Most of my time in Africa has been in South Africa pre and post apartheid and from what I have seen it is still a country moving forward rather than backwards.


----------



## rip (Jul 13, 2005)

culverwood said:


> You are not going to like this rip but based on my experience in Africa racism cuts both ways. Blacks can be just as racist as whites. There are racists of every colour and hue and there is no excuse for any of them.
> 
> Social interaction normal in Rhodesia then? Maybe not completely but certainly on a completely different planet to South Africa under apartheid.


There's no question about that, and one is as wrong as the other. BTW, there's nothing in my postings that would lead you to believe that I wouldn't like what you said, or that I was not aware of there being black racism in Africa (and many other places on the planet). To assume that is a knee-jerk reaction based on no information in my posts. However, in Rhodesia under Ian Smith, the topic of this thread, as well as in S. Africa under their system of apartheid, , there was the suppression and oppression of one group of people by another because of their color. My point: that's wrong... end of story.


----------



## Martinis at 8 (Apr 14, 2006)

rip said:


> ...there was the suppression and oppression of one group of people by another because of their color. My point: that's wrong... end of story.


Don't be so sure color was the sole motivator in either system. Dig a little deeper, you may find something else...


----------



## xcubbies (Jul 31, 2005)

Culverwood

I don't present myself as an authority on RSA, I've just recently begun travelling there. The infrastructure is amazing and things still do work. Crime is the main issue. It is widespread and brutal. Most of my colleagues there have had home invasions, though none have been wantonly shot down. But it is frightening and it is spreading from Gauteng to other parts of the country most clearly. The police response is improving but there hasn't been a significant change in the levels. 

The big issues on the horizon are the ANC succession and the 2010 World Cup. The big fear with the latter is that the crime will continue and no one will come. It's not impossible and it would be a great blow to the economy and the prestige of the country. As for the ANC, it would be nice if politics moved on from the apartheid era and candidates ran on positive platforms. The ANC hasn't made much inroads in improving housing conditions or the overall inequity that exists. Of course, this doesn't happen overnight, but some of the ANC leadership can be pigheaded and retrograde, to whit their approach on HIV. Still, as I said, the highways are packed with late model cars, beautiful new retirement communities and golf courses are everywhere, tourism is booming and the press is free. Let's keep our fingers crossed.
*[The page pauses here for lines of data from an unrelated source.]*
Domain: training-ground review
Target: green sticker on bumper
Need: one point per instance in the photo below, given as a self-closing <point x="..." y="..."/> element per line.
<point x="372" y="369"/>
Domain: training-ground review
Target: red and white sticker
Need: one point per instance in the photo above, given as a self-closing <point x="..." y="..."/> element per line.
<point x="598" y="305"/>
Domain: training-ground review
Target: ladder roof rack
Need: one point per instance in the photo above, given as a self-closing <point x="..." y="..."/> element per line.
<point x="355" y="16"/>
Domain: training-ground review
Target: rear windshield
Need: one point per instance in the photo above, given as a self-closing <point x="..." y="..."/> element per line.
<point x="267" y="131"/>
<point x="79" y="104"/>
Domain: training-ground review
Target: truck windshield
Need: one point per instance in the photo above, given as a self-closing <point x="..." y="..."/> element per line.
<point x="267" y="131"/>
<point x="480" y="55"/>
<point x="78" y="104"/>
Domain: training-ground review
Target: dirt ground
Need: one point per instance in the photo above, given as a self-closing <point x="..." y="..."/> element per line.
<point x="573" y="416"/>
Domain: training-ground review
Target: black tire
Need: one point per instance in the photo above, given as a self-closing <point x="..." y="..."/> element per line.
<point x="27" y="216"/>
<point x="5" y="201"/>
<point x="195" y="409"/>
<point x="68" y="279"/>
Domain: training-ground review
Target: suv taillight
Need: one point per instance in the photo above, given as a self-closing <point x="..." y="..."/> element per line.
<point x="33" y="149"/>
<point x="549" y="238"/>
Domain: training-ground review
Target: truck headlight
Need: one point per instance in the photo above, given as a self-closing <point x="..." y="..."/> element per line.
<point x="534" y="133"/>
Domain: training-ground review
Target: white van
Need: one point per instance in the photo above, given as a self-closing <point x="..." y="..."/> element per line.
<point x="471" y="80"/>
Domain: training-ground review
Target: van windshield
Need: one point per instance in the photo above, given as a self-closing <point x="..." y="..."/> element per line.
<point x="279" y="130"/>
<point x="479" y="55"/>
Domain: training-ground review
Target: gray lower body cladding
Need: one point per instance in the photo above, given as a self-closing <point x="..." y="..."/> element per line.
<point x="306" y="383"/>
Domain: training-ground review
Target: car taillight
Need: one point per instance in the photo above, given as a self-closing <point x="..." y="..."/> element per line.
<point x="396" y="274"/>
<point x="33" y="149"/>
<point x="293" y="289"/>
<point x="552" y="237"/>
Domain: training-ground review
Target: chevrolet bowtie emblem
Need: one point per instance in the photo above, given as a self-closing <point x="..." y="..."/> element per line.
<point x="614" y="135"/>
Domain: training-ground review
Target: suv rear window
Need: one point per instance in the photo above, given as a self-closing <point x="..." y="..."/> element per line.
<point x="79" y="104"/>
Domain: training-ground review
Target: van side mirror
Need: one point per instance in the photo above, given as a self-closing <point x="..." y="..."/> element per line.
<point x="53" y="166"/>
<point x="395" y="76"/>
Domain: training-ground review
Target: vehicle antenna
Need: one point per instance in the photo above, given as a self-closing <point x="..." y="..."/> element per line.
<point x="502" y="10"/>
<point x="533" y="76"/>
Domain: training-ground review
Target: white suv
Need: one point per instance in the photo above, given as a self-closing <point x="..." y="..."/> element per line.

RIP, from other threads I've seen I note that you can be bumptious. Take care.


----------



## Martinis at 8 (Apr 14, 2006)

xcubbies said:


> Culverwood
> 
> I don't present myself as an authority on RSA, I've just recently begun travelling there. The infrastructure is amazing and things still do work. Crime is the main issue. It is widespread and brutal. Most of my colleagues there have had home invasions, though none have been wantonly shot down. But it is frightening and it is spreading from Gauteng to other parts of the country most clearly. The police response is improving but there hasn't been a significant change in the levels.
> 
> ...


This is well said. The crime is on the rise, and the RSA citizens that I work with throughout the continent say that White flight is happening in J'Burg and even a mild White-flight exodus from the country. Plus there are non-substantive initiatives like the renaming of Pretoria, new Che Guevara boulevards, etc. Many are expecting a cultural and economic backslide as the ANC evolves into an MPLA (Angola) type political party and kleptocracy. The world ignores this, as they ignored Mugabe, while wrong-headedly thinking that the Whites are getting their comeuppance. The Blacks will suffer in this as well. The looting has begun.

M8


----------



## rip (Jul 13, 2005)

Martinis at 8 said:


> This is well said. The crime is on the rise, and the RSA citizens that I work with throughout the continent say that White flight is happening in J'Burg and even a mild White-flight exodus from the country. Plus there are non-substantive initiatives like the renaming of Pretoria, new Che Guevara boulevards, etc. Many are expecting a cultural and economic backslide as the ANC evolves into an MPLA (Angola) type political party and kleptocracy. The world ignores this, as they ignored Mugabe, while wrong-headedly thinking that the Whites are getting their comeuppance. The Blacks will suffer in this as well. The looting has begun.
> 
> M8


Let's see... last time around, you were a West Point graduate; this time you're a sub-saharan policy wonk, pleading the case of the poor downtrodden whites. I shudder to think where your imagination will take you next; former president of Freedonia, perhaps?


----------



## Martinis at 8 (Apr 14, 2006)

rip said:


> Let's see... last time around, you were a West Point graduate; this time you're a sub-saharan policy wonk, pleading the case of the poor downtrodden whites. I shudder to think where your imagination will take you next; former president of Freedonia, perhaps?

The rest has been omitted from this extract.